Monday, November 15, 2010

Ramblings and Repetitions

Last week, I drove up to Vermont to spend a couple of days with my mom.  She has Alzheimer's.  She still lives by herself but can't drive any more.  She relies on friends to bring her to church and my sister-in-law to take her to appointments and shopping.  People are busy with their lives though and she doesn't get out much and is quite bored; she tells me so all the time.

So I went up by myself so I could focus on her for a bit and she'd have a little company.  We did go to the movies:  RED and Morning Glory.  She didn't love either of them saying at the end of the second movie: They just don't make them like they used to.  Too true.

One morning we were imprisoned in the house waiting for the Cable Guy.  My mom doesn't have cable, never did.  Growing up the refrain was: I will never pay for television.  Alzheimer's has mellowed her and we told her we (the kids) were paying for it so she can watch all those old, good movies.  Surprisingly, she agreed.  While waiting, I thought how she is rather like a toddler.  She repeats herself the way a young child wants to play the same monotonous game over and over.  Also, because she is bored, she really enjoyed having someone to talk to; she almost demanded attention. 

I, immediately, felt guilty for thinking this.  And felt even more guilty when I had to return home and leave her to her boredom.  I feel guilty and helpless because I don't know what to do to alleviate her condition.  I'm cranky and intolerant of other people (more so than usual) because I don't know how to negotiate this new terrain.

Returning home, and hanging out with my own children, I feel worried about my future and their future.  My mom did a lot with her life:  raised 7 kids, returned to school to get her MLS, worked, traveled, volunteered (and that's just a small hit list).  I want to model a fully realized life for my children but how do I do that?  And yet a part of me wants to just hide my head in the sand.  Staring mortality in the face, my flight-or-fight instincts are working overtime; I wonder who will win.

I have no point to this post but wanted to share because I'm sure I'll be writing about this more.  I guess you could say that this subject, like the rest of my life, is a work in progress.


  1. Everyone's life is a work in progress, but many do not recognise this.

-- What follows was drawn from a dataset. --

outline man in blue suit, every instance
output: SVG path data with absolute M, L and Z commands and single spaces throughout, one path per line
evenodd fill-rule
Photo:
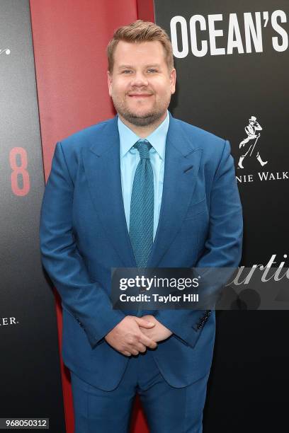
M 167 111 L 176 70 L 163 29 L 120 28 L 108 56 L 118 115 L 57 143 L 41 209 L 76 432 L 128 432 L 138 393 L 152 432 L 200 433 L 215 313 L 113 309 L 110 272 L 237 266 L 242 219 L 230 144 Z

You work, you manage a home and care for a husband and family, you spend time with friends and family, you run and you take a class to keep up your French.

    What have I forgotten?

    This sounds like a full life to me...

    What else would you like in your life, Kate?

    Remember that your life is yours and it may not be exactly like your mother's but that isn't bad or wrong, either.

    You are a smart woman. Answers will come.

  2. you know...having watched a relative pass slowly well before their time...i can share some of those feelings...its hard...for sure...

  3. I feel you. Did you know that I think my very first acknowledged "anxious moment" was when watching Driving Miss Daisy? I truly truly truly thought - this is a horror show! This growing old stuff sucks! I can never quite get rid of the terror of having my elders suffer the aging process or having my husband or I go through it. Each birthday brings it closer. It's hard to enjoy the moment when you are worried about the future. And what I've learned is the anticipation and the guilt and the side emotions are so much worse than the reality of dealing with it. So while I do bury my head in the sand quite often, when I resist it, the result is better - for my loved ones and my own psyche. Hang in there.

  4. I think the worst thing would be wondering if it's hereditory. So many of my friends now have ageing parents, some with Dimentia or Alzheimers and it's so hard to watch. Harder for them than their parents I suspect. Keep visiting though Kate, my friend no longer visits her mother because she isn't recognised and I find that even sadder than the disease.